Every sweeps book has been up since Mr. Roghaar was hired in June of last year. For November 2000, the 11 p.m. news earned an 11.9 Nielsen Media Research rating and 22 share, up from 11.2/21 in November 1999. In July 2000 WPTV’s 11 p.m. news got a 9.5/18 share, up from 7.4/14 the previous year. In February the newscast got an 11.9/21, up from an 11.6/21n February 2000. In May, the 11 p.m. newscast earned a 12.4/22, up from an 11.4/21 in May 2000.
His job performance is especially noteworthy, because two months after he was hired, he was driving to his newly purchased home when he got into a serious car accident and had to be helicoptered to a hospital. His pelvis was broken in three places, and there were injuries to his leg, tailbone, six ribs and shoulder. He also suffered a punctured lung. After two surgeries and six days of intensive care, Mr. Roghaar was transferred to a rehabilitation center to learn to walk again. He worked from his hospital bed, holding meetings with anchors and producers. “I had my wife sneak my cellular phone into the hospital room. It was like a walkie-talkie. You just push one button, and I was connected to everyone in the newsroom.”
“All you have in a hospital room is time on your hands, and I got so much time to watch our product-the newscast-and scrutinize,” Mr. Roghaar said. “You have your newscast and your competitor’s newscast.”
He also conducted focus groups, asking the doctors and nurses to watch WPTV’s newscasts and give feedback. At one point, the assistant news director resigned, and Mr. Roghaar had to conduct a search for a new one from his hospital bed. A month before the presidential election he returned to the newsroom, walking with the use of a cane.

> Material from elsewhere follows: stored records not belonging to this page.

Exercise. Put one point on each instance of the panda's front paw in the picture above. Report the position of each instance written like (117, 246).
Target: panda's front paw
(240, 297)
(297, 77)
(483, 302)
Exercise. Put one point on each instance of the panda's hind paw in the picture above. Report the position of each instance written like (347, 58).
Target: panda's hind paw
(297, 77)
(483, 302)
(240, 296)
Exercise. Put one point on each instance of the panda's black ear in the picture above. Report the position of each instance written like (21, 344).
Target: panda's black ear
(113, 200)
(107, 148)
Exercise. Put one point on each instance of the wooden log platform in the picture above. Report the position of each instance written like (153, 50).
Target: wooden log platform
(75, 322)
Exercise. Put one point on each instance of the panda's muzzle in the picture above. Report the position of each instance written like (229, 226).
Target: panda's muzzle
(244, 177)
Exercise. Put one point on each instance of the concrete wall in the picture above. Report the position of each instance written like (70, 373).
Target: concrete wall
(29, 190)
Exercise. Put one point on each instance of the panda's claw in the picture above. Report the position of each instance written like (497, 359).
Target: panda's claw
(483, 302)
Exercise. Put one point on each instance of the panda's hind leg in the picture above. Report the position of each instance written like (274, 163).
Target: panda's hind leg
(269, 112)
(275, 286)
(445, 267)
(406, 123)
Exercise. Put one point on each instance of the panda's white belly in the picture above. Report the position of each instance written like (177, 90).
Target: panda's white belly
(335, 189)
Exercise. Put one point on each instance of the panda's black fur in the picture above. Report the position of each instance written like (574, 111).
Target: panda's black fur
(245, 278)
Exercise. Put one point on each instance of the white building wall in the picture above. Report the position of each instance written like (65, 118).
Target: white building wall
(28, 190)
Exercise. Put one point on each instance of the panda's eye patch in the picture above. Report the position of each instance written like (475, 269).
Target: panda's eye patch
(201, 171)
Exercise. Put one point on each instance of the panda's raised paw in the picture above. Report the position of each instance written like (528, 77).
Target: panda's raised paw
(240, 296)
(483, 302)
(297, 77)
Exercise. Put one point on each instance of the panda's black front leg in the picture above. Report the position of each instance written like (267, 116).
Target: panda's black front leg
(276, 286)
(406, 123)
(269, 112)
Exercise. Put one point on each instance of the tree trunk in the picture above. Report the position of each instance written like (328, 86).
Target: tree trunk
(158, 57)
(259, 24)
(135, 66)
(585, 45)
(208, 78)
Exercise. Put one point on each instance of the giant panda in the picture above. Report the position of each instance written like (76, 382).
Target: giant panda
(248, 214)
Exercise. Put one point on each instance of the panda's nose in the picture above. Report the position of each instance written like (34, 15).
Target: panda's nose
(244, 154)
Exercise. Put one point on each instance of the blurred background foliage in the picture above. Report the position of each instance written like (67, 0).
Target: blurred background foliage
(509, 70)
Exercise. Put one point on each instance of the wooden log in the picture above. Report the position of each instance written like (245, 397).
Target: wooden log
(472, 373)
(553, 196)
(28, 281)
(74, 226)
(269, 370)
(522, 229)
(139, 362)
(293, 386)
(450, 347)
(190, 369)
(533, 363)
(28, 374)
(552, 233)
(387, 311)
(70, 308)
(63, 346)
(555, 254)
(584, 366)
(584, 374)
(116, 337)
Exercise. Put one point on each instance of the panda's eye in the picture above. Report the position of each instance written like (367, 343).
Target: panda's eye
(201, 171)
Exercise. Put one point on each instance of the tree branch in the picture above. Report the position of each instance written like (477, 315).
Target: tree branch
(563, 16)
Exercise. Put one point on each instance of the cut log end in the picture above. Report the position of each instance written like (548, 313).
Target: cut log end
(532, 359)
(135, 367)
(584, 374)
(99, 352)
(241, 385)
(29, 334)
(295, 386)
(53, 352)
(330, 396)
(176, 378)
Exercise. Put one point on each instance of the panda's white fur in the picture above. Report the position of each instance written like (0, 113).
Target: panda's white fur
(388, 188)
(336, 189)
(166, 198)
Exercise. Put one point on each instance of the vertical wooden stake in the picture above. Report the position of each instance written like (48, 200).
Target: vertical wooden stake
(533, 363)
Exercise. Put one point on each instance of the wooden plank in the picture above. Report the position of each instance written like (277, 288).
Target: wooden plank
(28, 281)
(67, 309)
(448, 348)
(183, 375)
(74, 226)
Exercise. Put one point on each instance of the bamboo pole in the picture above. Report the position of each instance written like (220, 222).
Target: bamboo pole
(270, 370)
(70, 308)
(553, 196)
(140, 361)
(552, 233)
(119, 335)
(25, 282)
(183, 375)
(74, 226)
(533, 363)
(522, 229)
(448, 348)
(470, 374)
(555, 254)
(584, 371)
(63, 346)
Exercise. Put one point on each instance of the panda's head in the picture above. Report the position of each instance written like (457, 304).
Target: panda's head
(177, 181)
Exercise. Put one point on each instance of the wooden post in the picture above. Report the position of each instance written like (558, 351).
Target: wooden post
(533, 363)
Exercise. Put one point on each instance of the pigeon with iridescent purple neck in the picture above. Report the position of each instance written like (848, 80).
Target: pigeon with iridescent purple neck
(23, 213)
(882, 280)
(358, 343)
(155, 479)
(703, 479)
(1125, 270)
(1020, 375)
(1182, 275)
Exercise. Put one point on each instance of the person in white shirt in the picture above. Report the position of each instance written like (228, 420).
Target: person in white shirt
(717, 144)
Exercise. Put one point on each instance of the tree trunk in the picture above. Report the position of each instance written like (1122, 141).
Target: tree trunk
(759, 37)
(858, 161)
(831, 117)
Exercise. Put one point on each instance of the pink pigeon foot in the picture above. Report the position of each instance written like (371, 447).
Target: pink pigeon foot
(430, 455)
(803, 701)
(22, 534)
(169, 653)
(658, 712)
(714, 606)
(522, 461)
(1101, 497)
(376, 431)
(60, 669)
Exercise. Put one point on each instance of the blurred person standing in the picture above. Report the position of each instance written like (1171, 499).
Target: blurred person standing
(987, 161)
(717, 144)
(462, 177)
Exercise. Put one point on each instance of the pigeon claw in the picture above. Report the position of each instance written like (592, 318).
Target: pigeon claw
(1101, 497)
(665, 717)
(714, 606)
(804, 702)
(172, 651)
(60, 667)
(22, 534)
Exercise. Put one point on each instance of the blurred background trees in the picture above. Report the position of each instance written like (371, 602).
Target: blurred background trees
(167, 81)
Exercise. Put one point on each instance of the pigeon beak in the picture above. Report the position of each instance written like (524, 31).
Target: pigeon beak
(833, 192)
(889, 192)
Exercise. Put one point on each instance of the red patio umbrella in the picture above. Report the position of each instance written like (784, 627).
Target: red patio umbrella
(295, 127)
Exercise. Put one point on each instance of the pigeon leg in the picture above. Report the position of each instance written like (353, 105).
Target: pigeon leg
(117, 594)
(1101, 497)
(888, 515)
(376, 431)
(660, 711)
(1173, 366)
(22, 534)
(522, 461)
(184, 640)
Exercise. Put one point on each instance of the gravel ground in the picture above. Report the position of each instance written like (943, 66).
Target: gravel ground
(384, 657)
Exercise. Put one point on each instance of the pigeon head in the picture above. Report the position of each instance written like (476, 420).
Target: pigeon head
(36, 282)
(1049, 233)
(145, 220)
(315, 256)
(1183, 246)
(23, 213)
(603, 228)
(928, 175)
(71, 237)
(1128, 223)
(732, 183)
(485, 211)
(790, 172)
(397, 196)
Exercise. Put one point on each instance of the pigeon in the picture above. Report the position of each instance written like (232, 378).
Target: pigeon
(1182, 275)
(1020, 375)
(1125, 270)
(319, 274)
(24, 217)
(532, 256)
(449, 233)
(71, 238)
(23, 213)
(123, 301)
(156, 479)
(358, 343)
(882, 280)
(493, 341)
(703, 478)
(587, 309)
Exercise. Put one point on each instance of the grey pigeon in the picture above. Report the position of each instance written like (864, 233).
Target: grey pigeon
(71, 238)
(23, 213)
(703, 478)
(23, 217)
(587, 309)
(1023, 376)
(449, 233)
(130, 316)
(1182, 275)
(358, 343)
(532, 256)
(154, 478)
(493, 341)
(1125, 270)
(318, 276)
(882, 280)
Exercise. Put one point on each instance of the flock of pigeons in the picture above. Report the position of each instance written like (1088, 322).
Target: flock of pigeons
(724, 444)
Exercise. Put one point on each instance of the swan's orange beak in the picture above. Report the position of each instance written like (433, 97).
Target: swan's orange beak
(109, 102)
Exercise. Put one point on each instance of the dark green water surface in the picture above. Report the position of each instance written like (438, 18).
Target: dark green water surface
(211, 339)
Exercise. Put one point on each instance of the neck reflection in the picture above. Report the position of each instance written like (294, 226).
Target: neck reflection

Mr. Roghaar’s accident had a profound effect on his life and his approach to news. “It’s had a personal effect on my life and how I deal with people,” he said.
Mr. Roghaar was born and raised in Boston and moved to Boca Raton, Fla., at age 9 with his adoptive parents. In February his sensitivity to the subject of adoption inspired him to produce “A Time to Care,” a week-long program during which reporters focused on foster care and adoption in Florida. Every newscast had one segment on the topic, and as a result, many local kids were adopted, and the station has made the adoption series an annual event. “There’s really nothing more important that we could do for the community than to provide an environment for kids that’s safe,” he said.
In March, when the station moved to its new digital facility, Mr. Roghaar had the anchors report from the old building at the beginning of the 6 p.m. news and then, as the cameras rolled, the anchors walked outside and got in a helicopter, which flew them across town to the new station, and the team walked in to end that newscast in the new location.
In May he started another franchise segment, “Power Profile,” which focuses on influential businesswomen in the community who have broken through the glass ceiling and are balancing their careers with family.